Thank you very much @Benny for your insights.
Yet, there is something that goes against what I was used to see and to be suggested. The examples above seem to imply that the closure correctly infers the types of the arrays, even if they are not parameters of the closure.
This does not happen, for example, in this simple case, where the closure is written in global scope:
julia> solver(f, x) = f(x)
solver (generic function with 1 method)
julia> f(x,a,b) = (a' * b) * x
f (generic function with 1 method)
julia> g(x) = f(x,a,b) # the closure
g (generic function with 1 method)
julia> a = rand(3); b = rand(3); # non-constant global parameters
julia> @btime solver($g, 1.0) # this allocates
31.289 ns (2 allocations: 32 bytes)
0.3231943848334305
julia> function solver_barrier(f, x, a, b)
solver(x -> f(x,a,b), x)
end
solver_barrier (generic function with 1 method)
julia> @btime solver_barrier($f, 1.0, $a, $b) # this does not allocate
10.356 ns (0 allocations: 0 bytes)
0.3231943848334305
julia> @code_warntype solver(g, 1.0)
MethodInstance for solver(::typeof(g), ::Float64)
from solver(f, x) in Main at REPL[1]:1
Arguments
#self#::Core.Const(solver)
f::Core.Const(g)
x::Float64
Body::Any
1 ─ %1 = (f)(x)::Any
└── return %1
In our examples, arr1
and arr2
where intrinsically type-unstable inside the scope of the function where the closure was defined. So what is the difference here? Why the compiler does not do the same for this globally scoped closure with non-constant parameters?

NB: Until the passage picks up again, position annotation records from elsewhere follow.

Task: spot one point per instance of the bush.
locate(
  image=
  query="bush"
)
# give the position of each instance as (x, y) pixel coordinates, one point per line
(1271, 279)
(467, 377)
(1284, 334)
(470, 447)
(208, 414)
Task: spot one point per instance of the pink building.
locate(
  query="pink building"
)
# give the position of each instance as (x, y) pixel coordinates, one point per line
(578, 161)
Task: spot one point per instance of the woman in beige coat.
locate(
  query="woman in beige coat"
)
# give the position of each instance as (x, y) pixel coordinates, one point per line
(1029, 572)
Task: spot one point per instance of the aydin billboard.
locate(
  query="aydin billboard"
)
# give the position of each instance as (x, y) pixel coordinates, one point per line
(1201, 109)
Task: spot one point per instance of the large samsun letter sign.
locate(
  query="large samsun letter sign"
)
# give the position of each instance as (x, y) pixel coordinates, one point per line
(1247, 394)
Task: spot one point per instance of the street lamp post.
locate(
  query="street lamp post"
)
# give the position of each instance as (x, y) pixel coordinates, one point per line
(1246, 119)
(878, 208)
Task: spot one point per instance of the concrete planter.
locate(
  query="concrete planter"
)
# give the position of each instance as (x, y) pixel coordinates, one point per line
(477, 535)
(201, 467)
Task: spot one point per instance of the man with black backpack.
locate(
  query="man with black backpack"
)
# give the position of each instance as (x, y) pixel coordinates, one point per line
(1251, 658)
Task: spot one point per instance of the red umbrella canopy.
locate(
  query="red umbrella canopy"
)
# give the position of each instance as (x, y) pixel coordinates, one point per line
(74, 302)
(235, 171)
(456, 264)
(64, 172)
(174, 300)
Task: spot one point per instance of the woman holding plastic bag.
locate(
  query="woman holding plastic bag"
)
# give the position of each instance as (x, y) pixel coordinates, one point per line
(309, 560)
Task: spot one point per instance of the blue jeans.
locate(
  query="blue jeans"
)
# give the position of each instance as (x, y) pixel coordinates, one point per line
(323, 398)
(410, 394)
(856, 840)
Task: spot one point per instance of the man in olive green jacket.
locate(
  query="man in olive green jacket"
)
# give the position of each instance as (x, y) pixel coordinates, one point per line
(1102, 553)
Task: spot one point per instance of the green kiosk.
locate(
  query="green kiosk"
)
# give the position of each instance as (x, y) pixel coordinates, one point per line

I was with the impression that the closures where implemented somewhat like this:
julia> struct Closure{T1,T2}
a::T1
b::T2
end
julia> (c::Closure)(x) = (c.a' * c.b) * x
julia> const c = Closure(a,b)
Closure{Vector{Float64}, Vector{Float64}}([0.010136292594841279, 0.3915207261659518, 0.2766994600429509], [0.42788944246939575, 0.646503420278015, 0.2375779253782898])
julia> @btime solver($c, 1.0)
10.061 ns (0 allocations: 0 bytes)
0.3231943848334305
AFAIK, this can’t be the case, since that would imply a semantic difference relative to g(x) = f(x,a,b)
, since in this last case a
and b
can change, where in the callable struct it can’t. So how a closure is handled is actually dependent on the scope and context where it is defined.
Actually I understand now, I think, what was going on in the previous examples: Even if arr1
and arr2
are type-unstable, the compiler can guarantee that their types do not change while a particular instance the closure is being executed, and thus it can construct it in the form above for each set of types of arr1
and arr2
, while the compiler cannot have the same guarantees if the closures is defined in global scope.
At the same time, the fact that it does not infer s
seems to me just an inference bug, or failure, as the guarantees of its type are clearly deducible from the types of arr1
and arr2
.
In summary, I find the use of closures still quite tricky when critical performance is on the table, and my use of them are very restricted, particularly for cases like that of the solver_barrier
case, where we are sure that everything is strictly type stable in the scope where the closure is defined.